Эти земли арендовали Миси, Дзбан и Головчук. Пятнадцать десятин под свеклой, законтрактованной Севериновским сахарным заводом. Прошлой зимой, когда установилась власть большевистских ревкомов, и помещичьи земли, и земли сельских богачей, и арендные площади земельный отдел ревкома прирезал селу и распределил среди крестьян. Теперь, когда прогнали немцев, сельская беднота двинулась снова на земли, нарезанные большевиками. Власть, которая дает землю беднейшим крестьянам без выкупа и немедленно, это и есть народная власть. Зима приближалась — неужто ждать, пока пан Петлюра соберет свой конгресс? Да еще — чей это будет конгресс и даст ли он крестьянам землю и рабочим заработок?
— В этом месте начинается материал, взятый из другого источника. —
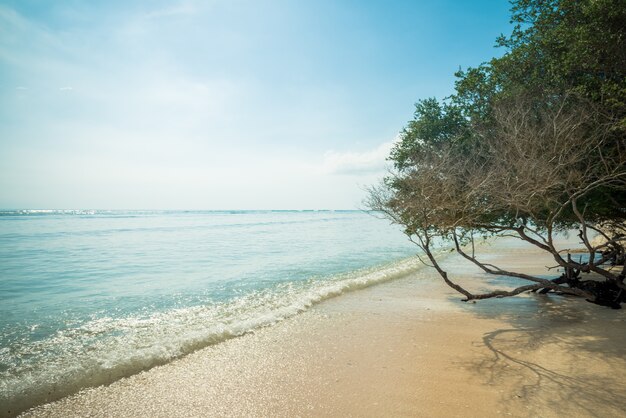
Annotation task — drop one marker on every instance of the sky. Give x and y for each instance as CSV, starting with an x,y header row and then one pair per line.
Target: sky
x,y
221,104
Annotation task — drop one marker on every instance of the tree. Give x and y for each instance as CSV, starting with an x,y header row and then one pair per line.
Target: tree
x,y
530,145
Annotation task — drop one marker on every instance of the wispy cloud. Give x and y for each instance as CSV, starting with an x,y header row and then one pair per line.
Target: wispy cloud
x,y
183,8
356,163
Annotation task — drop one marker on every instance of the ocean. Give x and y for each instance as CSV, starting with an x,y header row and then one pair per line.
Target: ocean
x,y
90,296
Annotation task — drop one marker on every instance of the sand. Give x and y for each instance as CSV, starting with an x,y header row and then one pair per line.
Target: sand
x,y
404,348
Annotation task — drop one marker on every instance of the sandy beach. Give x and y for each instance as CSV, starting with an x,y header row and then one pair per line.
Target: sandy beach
x,y
408,347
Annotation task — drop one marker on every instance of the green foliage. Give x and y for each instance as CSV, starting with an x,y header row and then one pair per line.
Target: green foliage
x,y
565,60
434,124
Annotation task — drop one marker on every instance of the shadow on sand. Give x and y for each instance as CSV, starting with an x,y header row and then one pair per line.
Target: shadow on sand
x,y
560,356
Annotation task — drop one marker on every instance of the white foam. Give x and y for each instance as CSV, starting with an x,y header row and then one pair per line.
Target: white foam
x,y
106,349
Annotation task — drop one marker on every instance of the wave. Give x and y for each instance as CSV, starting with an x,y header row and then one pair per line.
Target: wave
x,y
106,349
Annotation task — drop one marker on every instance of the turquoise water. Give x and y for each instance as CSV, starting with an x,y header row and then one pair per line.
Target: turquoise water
x,y
90,296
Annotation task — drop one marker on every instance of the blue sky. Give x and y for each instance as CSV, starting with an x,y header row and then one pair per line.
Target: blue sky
x,y
220,104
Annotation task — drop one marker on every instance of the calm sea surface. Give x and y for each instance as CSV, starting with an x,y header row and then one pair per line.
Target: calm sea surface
x,y
87,297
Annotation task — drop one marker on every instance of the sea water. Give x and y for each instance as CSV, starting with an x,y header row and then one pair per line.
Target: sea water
x,y
87,297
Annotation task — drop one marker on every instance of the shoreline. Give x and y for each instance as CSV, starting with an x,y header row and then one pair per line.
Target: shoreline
x,y
406,347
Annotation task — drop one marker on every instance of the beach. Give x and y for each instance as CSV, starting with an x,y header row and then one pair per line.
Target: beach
x,y
407,347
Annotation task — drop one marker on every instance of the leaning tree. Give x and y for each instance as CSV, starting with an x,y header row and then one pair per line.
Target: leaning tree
x,y
532,144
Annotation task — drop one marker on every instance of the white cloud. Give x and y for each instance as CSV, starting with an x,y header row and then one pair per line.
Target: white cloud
x,y
356,163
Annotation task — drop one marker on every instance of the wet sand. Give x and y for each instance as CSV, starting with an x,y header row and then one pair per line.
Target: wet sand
x,y
404,348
— Не надо нам конгрессов! — слышалось в толпе. — Нам земля нужна! Земля — крестьянам, фабрики — рабочим! Немцев прогнали!
Юринчук подошел к Варфоломею, Явтуху и Фаддею, стоявшим на меже.
— Вы будете, — крикнул он, — бурак сеять, на Севериновский продавать и богатеть? А нам опять на поденную бегать, за сорок копеек с утра до вечера жом отгребать? Валяйте вы на поденную, а мы здесь посеем гуртом!
Фаддей Миси взбеленился. Он дико завизжал, размахивая руками и хлопая себя о полы.
— Я любимого сыночка в армию отдал! Он теперь кровь проливает! А вы меня тут обижаете! И Варфоломей отдал сына, и Явтух! Мы солдатские отцы.
— Чью кровь проливает? Не свою, рабочих и крестьян! В карателях где-то видели!
— Кому ты сына отдал? — закричал и Юринчук. — Директории? Батьке Петлюре! Тому, кто немцев привел?
— Власти отдал, какая есть! С конем снарядил, одёжу справил!..
— Да у тебя еще коней! И сундуки полны! И сусеки!
— Раскулачить мироедов!
— А ну, отойди!
Фаддей Миси толкнул Юринчука в грудь, но оступился на комке глины и упал.
— Караул! — завопил он. — Люди добрые! Грабят, убивают! Ратуйте!
— Голь перекатная! — озверел и Григор Лях. — На кого руку подымаешь?
Он схватил Юринчука за рукав и потащил прочь. Лицо Ляха уже не выражало ни спокойствия, ни благочестия. Он весь посинел и злобно водил глазами.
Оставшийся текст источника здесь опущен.